Investor Advocates Blast FINRA’s $100M Fee Rebate, Cite $80M in Unpaid Arbitration Awards
By Staff

An investor advocacy group has publicly condemned FINRA’s decision to return $100 million in regulatory fees to its member firms, calling the move a “parody of justice” given that tens of millions in customer arbitration awards remain unpaid.
The Public Investors Advocate Bar Association, or PIABA, issued the statement after FINRA distributed the funds to member firms on March 31.
PIABA president Michael Bixby said the decision “tarnishes the reputation of FINRA as an institution that is supposed to protect investors and promote market integrity.” From 2020 to 2024, approximately $80 million in FINRA arbitration awards went unpaid, according to PIABA data. In 2024 alone, roughly one in four successful arbitration cases resulted in no recovery by the winning investor.
PIABA said the rebate was particularly ill-timed given that FINRA has simultaneously raised customer arbitration filing fees, making it more expensive for investors to bring claims against member firms.

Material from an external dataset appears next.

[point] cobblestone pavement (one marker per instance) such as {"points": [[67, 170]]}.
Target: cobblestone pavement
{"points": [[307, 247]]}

Bixby cited several recent cases involving Center Street Securities as examples of the problem. He described clients — including factory workers and farmers — who won arbitration awards ranging from hundreds of thousands to more than $1 million but have not been paid.
FINRA defended the rebate. A spokesperson said the distribution was driven by higher-than-expected net income in 2025, reflecting record-level trading volumes and firm revenue, and that the decision was consistent with the organization’s Financial Guiding Principles as a not-for-profit membership organization. The spokesperson also said that FINRA’s member fee structure “is not designed to address unpaid arbitration awards,” an issue the regulator said it has focused on for years.
FINRA paid a $50 million rebate to member firms last July with respect to 2024 fees. The back-to-back rebates, totaling $150 million over two years, have drawn criticism from investor advocates who argue that FINRA has structural tools available to address the unpaid awards problem but has been slow to deploy them.
PIABA has called on Congress and the SEC to require firms to maintain additional capital to guarantee payment of arbitration awards. FINRA has previously studied the issue and implemented targeted rule changes requiring certain high-risk firms to set aside funds, but said initially no firms had qualified under the rules when they took effect in 2024.